Greenpeace reacted with condemnation and outrage to the new Amazon deforestation figures released by the Brazilian government. The annual rate of Amazon deforestation for August 2003-August 2004 reached 26,130 square kilometers, the equivalent of six football fields destroyed every minute.
More than 70 percent of Amazon loss occurred between May and July 2004, after President Lula’s “Action Plan to Curb Deforestation” had been adopted.
The plan, which was presented in March 2004, took seven months of elaboration and had the participation of 13 ministries committing resources, defining responsibilities and setting a timetable.
“Clearly Lula’s administration has failed up to now to implement the Action Plan and to protect the Amazon,” said Paulo Adario, Greenpeace Amazon Campaign Coordinator.
“Although there have been positive measures taken by the government, such as the creation of protected areas and demarcation of Indigenous lands, the fact that the annual average of deforestation has been more than 23,000 square kilometers for the last three years is simply unacceptable. This is a national shame.”
During the same period, Lula’s Government has celebrated the rapid expansion in grain production and world leadership in meat exports, with the Minister of Treasury Antonio Palocci declaring, “Agribusiness is the best business of Brazil.”
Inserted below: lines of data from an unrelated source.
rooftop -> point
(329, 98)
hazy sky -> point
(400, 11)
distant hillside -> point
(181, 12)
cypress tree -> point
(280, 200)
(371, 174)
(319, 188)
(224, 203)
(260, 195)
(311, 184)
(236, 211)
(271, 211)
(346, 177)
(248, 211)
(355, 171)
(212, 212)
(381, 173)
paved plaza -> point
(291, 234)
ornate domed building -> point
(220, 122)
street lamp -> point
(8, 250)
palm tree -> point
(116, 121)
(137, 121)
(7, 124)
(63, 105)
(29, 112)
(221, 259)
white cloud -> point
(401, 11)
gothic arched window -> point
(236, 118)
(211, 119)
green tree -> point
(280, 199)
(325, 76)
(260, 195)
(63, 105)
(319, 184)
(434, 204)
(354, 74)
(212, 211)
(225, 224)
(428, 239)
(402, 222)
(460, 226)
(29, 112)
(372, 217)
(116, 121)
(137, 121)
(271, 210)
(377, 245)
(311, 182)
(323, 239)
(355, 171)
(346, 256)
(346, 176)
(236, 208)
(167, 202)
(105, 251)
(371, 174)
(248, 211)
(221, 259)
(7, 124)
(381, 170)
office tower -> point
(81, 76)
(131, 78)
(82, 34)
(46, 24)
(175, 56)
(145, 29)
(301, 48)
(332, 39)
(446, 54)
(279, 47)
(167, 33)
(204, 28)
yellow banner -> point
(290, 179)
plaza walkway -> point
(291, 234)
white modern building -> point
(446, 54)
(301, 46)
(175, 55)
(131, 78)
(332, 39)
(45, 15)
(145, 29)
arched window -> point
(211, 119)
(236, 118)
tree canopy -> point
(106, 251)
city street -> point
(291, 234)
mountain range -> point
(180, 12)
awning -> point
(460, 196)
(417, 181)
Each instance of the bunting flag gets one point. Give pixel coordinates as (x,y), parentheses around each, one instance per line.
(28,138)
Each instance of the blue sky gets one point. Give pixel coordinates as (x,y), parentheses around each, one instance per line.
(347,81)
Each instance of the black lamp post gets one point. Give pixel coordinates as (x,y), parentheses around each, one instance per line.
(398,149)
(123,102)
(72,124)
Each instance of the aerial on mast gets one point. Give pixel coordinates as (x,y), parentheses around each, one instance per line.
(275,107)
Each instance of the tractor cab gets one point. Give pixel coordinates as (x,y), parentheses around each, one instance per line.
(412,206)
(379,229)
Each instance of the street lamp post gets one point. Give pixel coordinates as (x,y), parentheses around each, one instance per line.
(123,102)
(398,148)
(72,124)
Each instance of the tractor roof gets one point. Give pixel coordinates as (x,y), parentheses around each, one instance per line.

Almost half (48 percent) of the deforestation occurred in the Amazon basin state of Mato Grosso, governed by the largest individual soy producer in the world, Blairo Maggi.
Of the 12,576 square kilometers lost in the State, 4,176 square kilometers were authorized by the government. The rest was illegal.
Maggi doesn’t hide his opinion about deforestation, “A 40 percent increase in deforestation doesn’t mean anything at all, and I don’t feel the slightest guilt over what we are doing here,” Maggi said in an interview to The New York Times in September 2003, referring to the Amazon deforestation rate of the previous year.
“Agribusiness and illegal logging are key culprits of deforestation,” said Adario. “Lula’s administration is facing a fundamental contradiction: to fight Amazon deforestation or to promote the expansion of agribusiness to pay the Brazilian external debt.
“To make a real difference on the ground, the government needs to restrict soy plantations to areas already deforested, combat illegal logging and effectively implement their own anti-deforestation plan.”
By allowing this level of Amazon destruction, the government is also contributing to the devastating impacts of global warming.
Carbon dioxide emissions from deforestation and burning in the Amazon are the main Brazilian contributions to climate change and there is growing evidence that climate change is drying out the forests.